Atalarımız, “Bir musibet bin nasihatten daha hayırlıdır” diye ne de güzel söylemiş. Onlar söylemesine söylemişte, bizler bu güzel sözün gereğini ne kadar yapabiliyor veya ne kadar özünü benimseyebiliyoruz.

***

Her yıl yaşadığımız musibetlere ve bu musibetlerin sebep sonuç ilişkisine bakınca bir kulağımızdan girip diğerinden çıktını net bir şekilde anlayabiliyoruz. Yaşadığımız depremler, sel felaketleri, heyelanlar…

***

Hemen bu bir doğal afettir, Allah’tan geldi boynumuz kıldan ince bahanesine sığınıp vicdanımızı rahatlatmanın peşinde düşeriz. Son zamanlarda yaşadığımız olaylarda olduğu gibi.

***

Amenna tabiî ki hepimiz inanmış, iman etmiş kişileriz.
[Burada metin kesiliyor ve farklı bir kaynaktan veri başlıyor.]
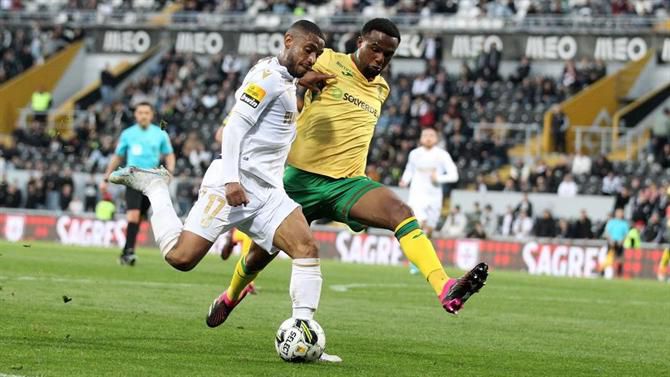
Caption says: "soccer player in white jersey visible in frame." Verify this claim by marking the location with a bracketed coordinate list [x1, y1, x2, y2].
[400, 128, 458, 273]
[110, 20, 331, 327]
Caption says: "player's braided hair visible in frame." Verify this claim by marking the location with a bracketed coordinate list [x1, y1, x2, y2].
[287, 20, 326, 41]
[361, 18, 400, 43]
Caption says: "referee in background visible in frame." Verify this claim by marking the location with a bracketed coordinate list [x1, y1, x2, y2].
[100, 102, 175, 266]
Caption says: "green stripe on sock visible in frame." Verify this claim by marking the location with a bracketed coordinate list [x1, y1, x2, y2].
[395, 220, 421, 240]
[240, 255, 253, 276]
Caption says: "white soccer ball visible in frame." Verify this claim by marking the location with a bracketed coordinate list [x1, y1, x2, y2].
[275, 318, 326, 363]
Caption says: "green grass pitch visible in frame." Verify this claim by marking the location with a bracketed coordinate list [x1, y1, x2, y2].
[0, 242, 670, 377]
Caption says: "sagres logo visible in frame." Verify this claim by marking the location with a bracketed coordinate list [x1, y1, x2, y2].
[240, 84, 265, 109]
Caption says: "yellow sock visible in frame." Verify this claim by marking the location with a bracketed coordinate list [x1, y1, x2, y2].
[658, 249, 670, 277]
[226, 254, 258, 301]
[395, 217, 449, 295]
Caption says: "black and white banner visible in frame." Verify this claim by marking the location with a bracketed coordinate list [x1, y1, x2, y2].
[81, 29, 670, 63]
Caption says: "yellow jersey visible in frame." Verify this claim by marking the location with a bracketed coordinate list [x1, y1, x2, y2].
[288, 49, 390, 178]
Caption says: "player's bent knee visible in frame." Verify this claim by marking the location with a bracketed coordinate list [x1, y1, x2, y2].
[165, 249, 197, 271]
[387, 200, 414, 226]
[293, 239, 319, 259]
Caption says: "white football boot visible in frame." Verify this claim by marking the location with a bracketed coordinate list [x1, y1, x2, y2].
[109, 166, 171, 194]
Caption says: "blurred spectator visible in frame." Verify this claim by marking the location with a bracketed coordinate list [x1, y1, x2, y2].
[65, 195, 84, 215]
[441, 205, 468, 237]
[558, 174, 579, 198]
[573, 210, 593, 239]
[30, 86, 53, 124]
[512, 211, 533, 239]
[514, 193, 533, 217]
[601, 171, 622, 195]
[60, 183, 74, 211]
[556, 219, 575, 239]
[591, 155, 612, 178]
[84, 174, 98, 212]
[510, 56, 530, 84]
[466, 221, 486, 240]
[603, 209, 629, 279]
[614, 187, 630, 210]
[4, 183, 22, 208]
[26, 176, 46, 209]
[641, 212, 665, 243]
[479, 204, 498, 235]
[533, 209, 557, 238]
[551, 105, 570, 153]
[572, 151, 591, 175]
[100, 63, 114, 105]
[500, 206, 514, 237]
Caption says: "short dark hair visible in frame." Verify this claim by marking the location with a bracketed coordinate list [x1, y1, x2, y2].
[361, 18, 400, 43]
[133, 101, 154, 111]
[286, 20, 326, 41]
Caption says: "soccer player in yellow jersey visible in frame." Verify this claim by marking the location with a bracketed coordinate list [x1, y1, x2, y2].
[218, 18, 488, 314]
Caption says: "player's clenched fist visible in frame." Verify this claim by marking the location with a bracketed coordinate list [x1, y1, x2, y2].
[226, 182, 249, 207]
[298, 71, 336, 93]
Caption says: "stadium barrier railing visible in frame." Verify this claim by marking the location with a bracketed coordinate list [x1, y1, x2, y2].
[472, 123, 542, 158]
[0, 9, 668, 34]
[0, 209, 663, 279]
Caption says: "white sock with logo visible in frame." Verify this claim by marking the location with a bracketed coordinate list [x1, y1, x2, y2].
[145, 181, 184, 258]
[290, 258, 323, 319]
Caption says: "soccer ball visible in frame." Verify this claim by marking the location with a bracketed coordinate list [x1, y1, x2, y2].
[275, 318, 326, 363]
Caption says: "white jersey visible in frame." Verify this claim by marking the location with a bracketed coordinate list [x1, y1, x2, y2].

Afetlerin Allah’tan geldiğine inanacak, bazı hadiselerin kendiliğinden yaşanmadığını idrak edecek kadar aklımız çalışıyor.

***

Ancak ne hikmetse o akıl, çekilen acıların tedbirsizlikten, dikkatsizlikten ve vurdumduymazlıktan meydana geldiğini bizlere bir türlü kabullendiremiyor.

***

Mübarek insan; dere yatağına ev yaparsan, çökme tehlikesi bulunan yerde yapılaşmaya izin verirsen, heyelan olabilecek yamaç alanlarda manzaralı bir hayat sürme gayretine girersen bir gün bunun bir bedeli olacağını düşünmelisin.

***

Elbette gün gelir o dere taşar, gün gelir o çürük bina yıkılır, gün gelir o yamaç heyelanla kayar gider sonra da geçersin karşı tarafa “Ne yapalım ilahi kader” dersin.

***

Kusura bakmayın ama bunun ilahi kaderle falan alakası yok. Bunun alakası olan tek durum var o da biz insanoğlunun aptallığı.

***

O yüzden artık bu acıları tekrar yaşamamak için acilen gerekenler yapılmalı, yerel yönetimler ve bakanlıklar nezdinde çıkacak kanunlar ve genelgeler ile gerekli tedbirler alınmalı, her türlü adım atılmalı ve olası felaketlerde yaşanacak can kayıplarının önüne geçmeliyiz.

MUSİBETLER DERS OLSUN

Eğer tedbir almaz ve Allah korusun diyerek işin içinden sıyrılmaya kalkarsak yarın bir gün yine benzeri felaketleri acı ve gözyaşı içerisinde izleriz. İşte onun için bu musibetler bize ders olsun. İnşallah herkes kendi payına düşeni alır.